The provider is calling on asset managers to work with it to develop innovative new ways to bring private credit investment to DC savers at an affordable price.
Nest says the traditional model of small closed-ended funds is unlikely to be appropriate for its needs. Instead it is seeking managers that can operate evergreen, scalable funds focusing on unlisted infrastructure debt, real estate debt and corporate loans.
Nest says it will in future have enough assets under management to explore direct and co-investment opportunities.
Nest chief investment officer Mark Fawcett says:“Developed market equities and bonds are looking fairly fully valued. With volatility on the rise, we must find cost-effective ways to access alternative sources of return and diversify risk for our members.
“We see long term potential in private markets and alternative asset classes. We’ve recently added commodities and are now looking to add private credit to our toolbox. We don’t buy the argument that private credit is out of reach for DC schemes. Our members should have access to the same opportunities as pension savers in large, sophisticated DB schemes.

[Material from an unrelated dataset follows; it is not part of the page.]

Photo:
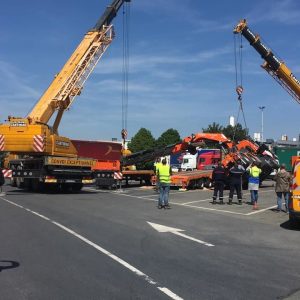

“DC pension savings are soon going to dominate the market and fund managers are beginning to recognise this. They’ll need to think creatively about what this new generation of savers requires and be willing to negotiate seriously on fees.
“We’re looking to work with innovative fund managers who see the future potential in this market and want constructive, long term relationships with their clients based on pension savers’ best interests.”